As the last coal plants in Colorado shut down, nuclear power proponents are campaigning to replace them with nuclear reactors. An advisory committee for the city of Pueblo recommended that Xcel replace its Comanche 3 coal plant with an “advanced nuclear power plant.” Bolstering that effort, the Colorado Legislature recently passed a bill redefining nuclear as a “clean energy resource.”

Colorado’s only experience with nuclear power was not a good one. The Fort St. Vrain reactor near Platteville operated from 1979 until 1989, when it was shut down due to safety problems. It took three years to decommission the plant at a cost of $125 million, which, like the $200 million of plant costs, was passed on to Xcel ratepayers. A special facility has stored 244 canisters containing the reactor’s high-level radioactive waste for the past 36 years. Ultimately, they will need to be transported over Colorado roads to an as yet unidentified deep geologic site to be stored for thousands of years.

Should Colorado give nuclear power a second look? I argue no for three key reasons.

High cost and high risk

According to the financial firm Lazard, the cost of the electricity produced by a nuclear power plant (in dollars per kilowatt-hour) is three times that of solar and wind. The only new reactors recently built in the U.S., Vogtle Units 3 and 4, were completed seven years behind schedule at a cost of $36.8 billion — more than two and a half times the original budget. That high cost has resulted in higher electricity bills for Georgia Power ratepayers.
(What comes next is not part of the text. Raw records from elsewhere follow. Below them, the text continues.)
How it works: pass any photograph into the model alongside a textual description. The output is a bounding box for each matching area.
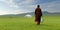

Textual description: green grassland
[0,16,60,30]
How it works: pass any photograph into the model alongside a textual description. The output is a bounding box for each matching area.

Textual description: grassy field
[0,16,60,30]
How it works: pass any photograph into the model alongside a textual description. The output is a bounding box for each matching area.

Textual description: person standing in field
[35,5,42,25]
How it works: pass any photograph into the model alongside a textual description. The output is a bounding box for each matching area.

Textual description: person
[35,5,42,25]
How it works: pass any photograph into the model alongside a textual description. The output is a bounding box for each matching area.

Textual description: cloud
[0,0,60,14]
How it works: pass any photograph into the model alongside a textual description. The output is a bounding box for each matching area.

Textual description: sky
[0,0,60,15]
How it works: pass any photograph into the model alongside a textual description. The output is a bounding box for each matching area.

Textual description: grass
[0,16,60,30]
There is much talk today about developing new, untested small modular reactors, or SMRs (defined as 300 megawatts or smaller in size) to ostensibly lower the cost, and this is the technology being promoted in Pueblo. The problem here is that virtually anything — be it a power plant or a container of pretzels from Costco — is cheaper per unit item the bigger it is. Nuclear plants have gotten much larger over time because of this economy of scale. The Vogtle units are each 1,100 MW. A 300 MW plant will have a higher capital construction cost per kilowatt, and its delivered electricity cost will also be significantly higher. The one SMR design approved by the Nuclear Regulatory Commission, NuScale, which was scheduled to be built in Idaho, was canceled because its projected capital cost had risen to $20,000 per kilowatt — more than 10 times that of utility-scale solar with battery storage.

Very long lead times

The total time from concept to operation for a new nuclear power plant is about 15 years, compared to solar and wind plants, which take one to two years. Fifteen years is a long time to wait to address climate change and air pollution. And during that time, you could spend far less money deploying solar and wind and preventing all those emissions.

Bad fit for Colorado’s renewables-based electric grid

Nuclear proponents argue that because nuclear plants run 24 hours a day, they can fill in the gaps when solar and wind are not available. But let’s take a closer look at that claim. Xcel plans to provide 80 percent of its electricity from solar and wind in just the next five years. Although Colorado is very sunny year-round, grid operators must be prepared for occasional “dark lull” periods of four days or more when local solar and wind resources are limited by the weather. Xcel plans to burn stored natural gas in low-cost combustion turbines during these brief periods.

Now imagine if new nuclear power plants come onto the grid in 15 years. Like all nuclear plants in the U.S., they will need to be run at full power 24 hours a day to sell enough electricity to pay off their high debt. So, what happens when an occasional dark lull occurs, and solar and wind power drop off? The utility won’t be able to boost nuclear plant output because it will already be at full power. Furthermore, because it will duplicate power already being provided by solar and wind, it will cause that renewable electricity to be wastefully curtailed.

Nuclear power is too costly, too risky and too slow to deploy. And not only would nuclear power not support renewable energy generators on the grid, it would also actually work against these clean, low-cost technologies.